Once again I would like to remind the readers that the founding fathers of Zionism were fanatics, i.e. people not thinking of the future of Jews, but Israelis. Those of the Jews, who did not agree with Zionist objectives, were seen as worse than non- Jews—they were nothing else than garbage and their lives were nothing in the eyes of the Zionists. I have no doubts whatsoever, that during the course of World War II, the Germans did not exterminate the Jews on their own initiative, but were instigated to do so by the Zionists.

Mukhin's writings have been described as antisemitic by the Russian "Agency for Jewish News" ("Агентство Еврейских Новостей").

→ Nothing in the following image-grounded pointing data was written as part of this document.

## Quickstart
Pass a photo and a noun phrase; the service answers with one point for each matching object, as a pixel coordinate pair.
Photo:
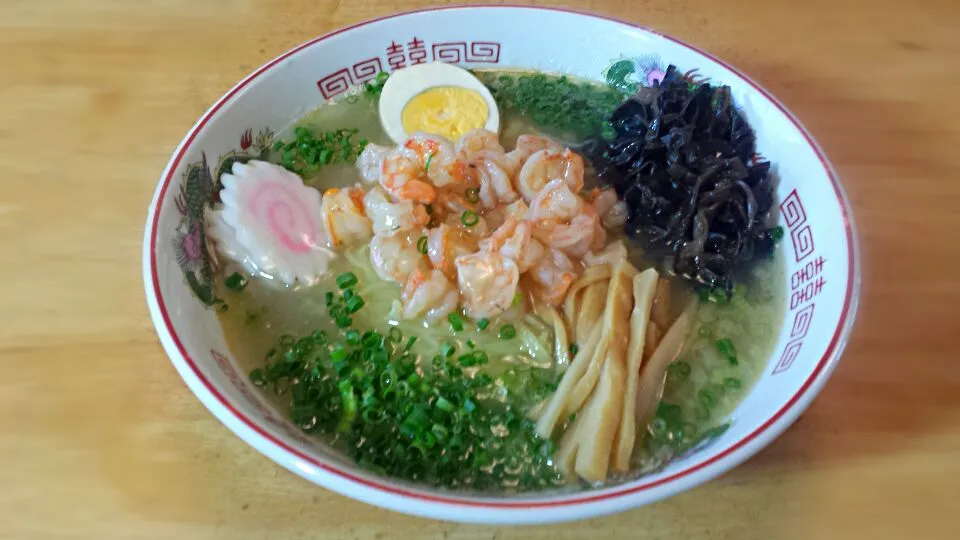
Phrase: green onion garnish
(726, 348)
(469, 218)
(354, 304)
(456, 321)
(347, 279)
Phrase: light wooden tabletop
(100, 439)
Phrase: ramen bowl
(819, 245)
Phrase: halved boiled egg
(437, 98)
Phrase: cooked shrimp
(445, 244)
(512, 240)
(612, 211)
(552, 276)
(395, 256)
(476, 141)
(404, 178)
(555, 201)
(575, 238)
(437, 157)
(388, 217)
(428, 291)
(495, 184)
(370, 162)
(488, 282)
(546, 165)
(517, 209)
(341, 212)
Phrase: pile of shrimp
(470, 224)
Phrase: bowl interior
(819, 250)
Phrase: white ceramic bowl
(822, 262)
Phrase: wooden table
(100, 439)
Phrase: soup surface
(460, 400)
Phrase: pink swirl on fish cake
(287, 218)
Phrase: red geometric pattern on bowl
(408, 53)
(805, 284)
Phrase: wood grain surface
(100, 439)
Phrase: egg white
(406, 83)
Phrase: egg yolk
(449, 111)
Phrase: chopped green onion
(469, 218)
(347, 279)
(236, 282)
(726, 348)
(445, 405)
(707, 398)
(354, 304)
(456, 321)
(395, 334)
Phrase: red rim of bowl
(836, 342)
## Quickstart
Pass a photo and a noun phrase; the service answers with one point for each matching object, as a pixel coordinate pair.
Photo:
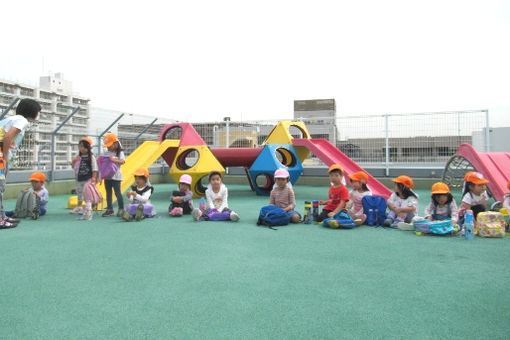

In December 2008 the Zamoskvoretzky District Court of Moscow (Замоскворецкий районный суд Москвы) issued an order to shut down the newspaper and on 18 June Mukhin himself was sentenced to a suspended prison term of two years for public calls for extremist activity. This happened one year after a previous attempt to shut down the newspaper failed, following an appeal in the Greater Moscow District Court.

In May 2009, Mukhin along with many other publicists, historians and human rights activists, welcomed the creation of the Historical Truth Commission.

He also supports Moon landing conspiracy theories and KAL 007 shootdown conspiracy theories.
He criticizes Marxism, Einstein's theory of relativity, genetics and advocates Stalinist era achievements of T. D. Lysenko.